От возмущения Банни сполз с кресла и удобно устроился на коврике под чашей кальяна, и стал там бредить.

– Мережковский... Мережковский...

Но Мережковский не явился, и Банни поднял голову с коврика.

– Об этом еще Мережковский писал... КИТАЙ – это когда прежде думай о родине, а потом иди к стенке... Это когда один человек никто. Ну, если, конечно, он не великий Чухче и не валяется в мавзолее в виде мумии... Господи...
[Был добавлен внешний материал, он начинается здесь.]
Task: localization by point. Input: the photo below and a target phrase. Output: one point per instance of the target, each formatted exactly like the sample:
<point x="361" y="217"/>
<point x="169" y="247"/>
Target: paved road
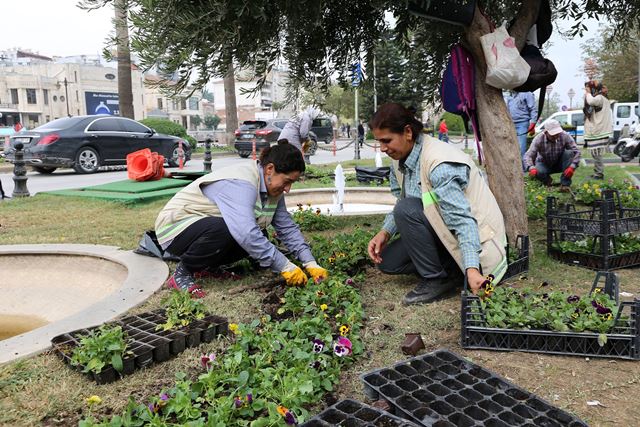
<point x="66" y="178"/>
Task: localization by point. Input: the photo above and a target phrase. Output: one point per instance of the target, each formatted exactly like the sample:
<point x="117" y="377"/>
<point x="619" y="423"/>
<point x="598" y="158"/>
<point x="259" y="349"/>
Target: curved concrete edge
<point x="145" y="275"/>
<point x="377" y="195"/>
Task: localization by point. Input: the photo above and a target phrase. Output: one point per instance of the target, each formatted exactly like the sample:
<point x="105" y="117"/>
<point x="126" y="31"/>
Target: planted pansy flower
<point x="289" y="418"/>
<point x="342" y="347"/>
<point x="207" y="360"/>
<point x="318" y="345"/>
<point x="238" y="402"/>
<point x="573" y="298"/>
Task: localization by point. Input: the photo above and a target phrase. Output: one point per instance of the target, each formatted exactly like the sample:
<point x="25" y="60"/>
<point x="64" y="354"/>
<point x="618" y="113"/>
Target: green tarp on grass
<point x="128" y="191"/>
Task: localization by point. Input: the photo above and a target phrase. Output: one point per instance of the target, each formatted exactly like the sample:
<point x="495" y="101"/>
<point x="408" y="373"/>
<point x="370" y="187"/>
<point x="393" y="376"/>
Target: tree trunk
<point x="125" y="92"/>
<point x="231" y="110"/>
<point x="501" y="152"/>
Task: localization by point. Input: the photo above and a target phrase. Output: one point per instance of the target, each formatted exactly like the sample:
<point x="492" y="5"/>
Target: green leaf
<point x="306" y="387"/>
<point x="602" y="339"/>
<point x="243" y="378"/>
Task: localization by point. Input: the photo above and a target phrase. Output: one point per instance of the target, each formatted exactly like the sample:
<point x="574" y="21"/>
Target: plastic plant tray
<point x="442" y="389"/>
<point x="606" y="220"/>
<point x="623" y="341"/>
<point x="521" y="264"/>
<point x="350" y="412"/>
<point x="149" y="343"/>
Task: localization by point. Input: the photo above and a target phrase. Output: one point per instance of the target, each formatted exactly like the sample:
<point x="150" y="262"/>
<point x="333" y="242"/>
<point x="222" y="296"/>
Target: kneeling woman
<point x="220" y="218"/>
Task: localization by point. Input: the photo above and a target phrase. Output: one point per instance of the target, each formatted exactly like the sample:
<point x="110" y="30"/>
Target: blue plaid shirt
<point x="448" y="181"/>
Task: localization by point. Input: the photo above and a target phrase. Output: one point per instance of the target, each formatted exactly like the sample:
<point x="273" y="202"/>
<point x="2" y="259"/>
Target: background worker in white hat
<point x="552" y="151"/>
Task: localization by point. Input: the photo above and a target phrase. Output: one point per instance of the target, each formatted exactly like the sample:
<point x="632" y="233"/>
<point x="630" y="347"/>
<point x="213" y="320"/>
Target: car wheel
<point x="47" y="170"/>
<point x="87" y="160"/>
<point x="174" y="161"/>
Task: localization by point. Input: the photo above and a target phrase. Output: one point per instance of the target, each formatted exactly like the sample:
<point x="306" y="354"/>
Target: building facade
<point x="35" y="89"/>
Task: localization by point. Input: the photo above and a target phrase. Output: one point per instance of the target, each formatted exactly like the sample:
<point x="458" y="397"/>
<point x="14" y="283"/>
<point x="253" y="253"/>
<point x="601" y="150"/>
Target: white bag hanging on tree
<point x="505" y="67"/>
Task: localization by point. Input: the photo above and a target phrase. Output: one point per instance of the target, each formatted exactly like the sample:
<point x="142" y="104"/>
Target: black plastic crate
<point x="350" y="412"/>
<point x="606" y="220"/>
<point x="149" y="343"/>
<point x="64" y="344"/>
<point x="444" y="389"/>
<point x="622" y="342"/>
<point x="521" y="264"/>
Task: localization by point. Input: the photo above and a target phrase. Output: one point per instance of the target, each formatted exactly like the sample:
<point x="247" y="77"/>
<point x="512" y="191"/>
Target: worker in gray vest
<point x="220" y="218"/>
<point x="446" y="217"/>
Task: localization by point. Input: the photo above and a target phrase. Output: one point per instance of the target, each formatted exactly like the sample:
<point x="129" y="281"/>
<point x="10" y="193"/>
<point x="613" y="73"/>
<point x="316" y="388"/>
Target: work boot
<point x="429" y="290"/>
<point x="184" y="281"/>
<point x="565" y="189"/>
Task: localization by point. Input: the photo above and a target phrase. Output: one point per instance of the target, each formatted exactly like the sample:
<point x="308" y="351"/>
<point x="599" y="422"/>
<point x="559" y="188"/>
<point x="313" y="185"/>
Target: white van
<point x="569" y="117"/>
<point x="624" y="113"/>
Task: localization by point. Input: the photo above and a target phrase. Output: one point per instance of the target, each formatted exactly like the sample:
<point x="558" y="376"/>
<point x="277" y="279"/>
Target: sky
<point x="60" y="28"/>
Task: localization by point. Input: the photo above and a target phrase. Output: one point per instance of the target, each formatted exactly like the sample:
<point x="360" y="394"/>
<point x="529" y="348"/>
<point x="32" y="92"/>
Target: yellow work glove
<point x="318" y="273"/>
<point x="294" y="275"/>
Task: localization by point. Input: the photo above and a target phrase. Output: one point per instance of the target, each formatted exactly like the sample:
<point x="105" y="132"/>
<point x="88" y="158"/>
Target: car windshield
<point x="58" y="124"/>
<point x="253" y="124"/>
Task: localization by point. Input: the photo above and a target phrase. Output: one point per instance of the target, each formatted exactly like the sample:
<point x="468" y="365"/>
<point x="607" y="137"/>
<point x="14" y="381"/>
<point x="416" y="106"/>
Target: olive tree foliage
<point x="201" y="39"/>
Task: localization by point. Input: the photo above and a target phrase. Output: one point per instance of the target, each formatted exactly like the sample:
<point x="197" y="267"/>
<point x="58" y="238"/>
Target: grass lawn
<point x="43" y="391"/>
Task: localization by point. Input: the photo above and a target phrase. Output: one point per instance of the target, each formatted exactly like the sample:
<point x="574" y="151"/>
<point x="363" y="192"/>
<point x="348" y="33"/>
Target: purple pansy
<point x="318" y="345"/>
<point x="342" y="347"/>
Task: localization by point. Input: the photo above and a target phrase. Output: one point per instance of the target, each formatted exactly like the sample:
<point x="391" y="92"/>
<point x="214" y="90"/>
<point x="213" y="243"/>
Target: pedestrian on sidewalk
<point x="552" y="151"/>
<point x="598" y="124"/>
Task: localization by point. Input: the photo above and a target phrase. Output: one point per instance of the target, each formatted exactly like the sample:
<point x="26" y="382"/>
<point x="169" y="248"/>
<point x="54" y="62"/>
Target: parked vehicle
<point x="628" y="148"/>
<point x="87" y="142"/>
<point x="263" y="132"/>
<point x="267" y="132"/>
<point x="323" y="129"/>
<point x="567" y="118"/>
<point x="624" y="113"/>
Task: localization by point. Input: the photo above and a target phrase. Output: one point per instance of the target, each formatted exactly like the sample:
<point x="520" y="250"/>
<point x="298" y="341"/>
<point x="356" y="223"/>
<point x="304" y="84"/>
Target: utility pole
<point x="375" y="91"/>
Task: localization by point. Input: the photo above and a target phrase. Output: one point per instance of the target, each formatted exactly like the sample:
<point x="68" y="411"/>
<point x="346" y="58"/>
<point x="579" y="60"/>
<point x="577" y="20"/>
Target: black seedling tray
<point x="606" y="220"/>
<point x="148" y="342"/>
<point x="623" y="341"/>
<point x="443" y="389"/>
<point x="140" y="356"/>
<point x="350" y="412"/>
<point x="521" y="264"/>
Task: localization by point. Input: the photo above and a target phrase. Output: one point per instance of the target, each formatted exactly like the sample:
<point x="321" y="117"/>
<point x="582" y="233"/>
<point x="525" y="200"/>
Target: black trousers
<point x="206" y="243"/>
<point x="418" y="251"/>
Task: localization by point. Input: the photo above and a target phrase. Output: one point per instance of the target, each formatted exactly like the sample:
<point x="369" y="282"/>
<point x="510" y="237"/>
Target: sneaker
<point x="565" y="189"/>
<point x="184" y="281"/>
<point x="429" y="291"/>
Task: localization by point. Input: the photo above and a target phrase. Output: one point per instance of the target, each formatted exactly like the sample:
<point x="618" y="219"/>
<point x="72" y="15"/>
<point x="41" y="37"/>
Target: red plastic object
<point x="144" y="165"/>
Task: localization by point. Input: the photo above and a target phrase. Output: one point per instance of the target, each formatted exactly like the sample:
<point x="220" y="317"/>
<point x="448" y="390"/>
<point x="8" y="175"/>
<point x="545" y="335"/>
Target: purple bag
<point x="458" y="90"/>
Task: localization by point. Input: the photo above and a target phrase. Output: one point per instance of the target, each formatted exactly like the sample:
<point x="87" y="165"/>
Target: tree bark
<point x="499" y="142"/>
<point x="125" y="92"/>
<point x="231" y="110"/>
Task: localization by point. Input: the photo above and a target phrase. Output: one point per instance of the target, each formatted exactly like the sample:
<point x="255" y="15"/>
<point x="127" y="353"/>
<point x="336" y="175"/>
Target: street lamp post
<point x="571" y="94"/>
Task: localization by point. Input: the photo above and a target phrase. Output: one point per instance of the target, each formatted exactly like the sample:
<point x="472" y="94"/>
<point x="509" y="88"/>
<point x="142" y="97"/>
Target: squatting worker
<point x="220" y="218"/>
<point x="447" y="219"/>
<point x="297" y="129"/>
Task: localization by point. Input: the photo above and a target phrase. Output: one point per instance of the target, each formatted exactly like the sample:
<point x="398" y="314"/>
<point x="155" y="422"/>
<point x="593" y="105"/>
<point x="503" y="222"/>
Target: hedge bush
<point x="169" y="128"/>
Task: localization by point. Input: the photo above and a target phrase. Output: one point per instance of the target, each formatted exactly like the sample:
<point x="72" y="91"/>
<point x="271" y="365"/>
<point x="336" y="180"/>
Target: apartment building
<point x="35" y="89"/>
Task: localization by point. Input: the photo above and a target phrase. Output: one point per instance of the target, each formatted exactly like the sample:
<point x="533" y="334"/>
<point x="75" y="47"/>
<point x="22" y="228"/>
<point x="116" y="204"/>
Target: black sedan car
<point x="263" y="132"/>
<point x="87" y="142"/>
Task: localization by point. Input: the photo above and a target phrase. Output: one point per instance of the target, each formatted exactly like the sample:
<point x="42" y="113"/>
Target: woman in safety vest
<point x="220" y="218"/>
<point x="445" y="209"/>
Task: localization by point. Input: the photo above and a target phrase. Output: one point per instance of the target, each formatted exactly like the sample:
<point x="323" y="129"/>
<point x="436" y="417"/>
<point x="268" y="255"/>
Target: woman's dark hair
<point x="395" y="117"/>
<point x="284" y="156"/>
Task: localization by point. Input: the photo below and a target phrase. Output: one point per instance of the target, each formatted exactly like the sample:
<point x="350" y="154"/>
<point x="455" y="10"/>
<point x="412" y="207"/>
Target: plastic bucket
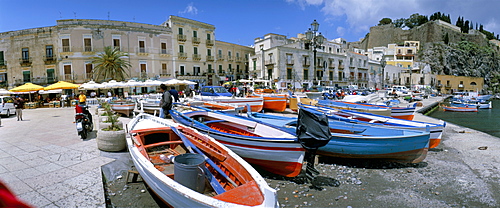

Банни со скрипом всполз обратно на кресло и нежно обнял директора за плечи.

– Господи... Как же я все это НЕНАВИЖУ.

Директор пожал плечами – чтобы освободиться.

– Если бы вы сказали, что все это неправильно, я бы с вами поспорил. Но вы сказали правильное слово: вы это ненавидите. На здоровье. Изменить вы это уже не сможете. Тем более теперь, когда вас отлучили от эфира.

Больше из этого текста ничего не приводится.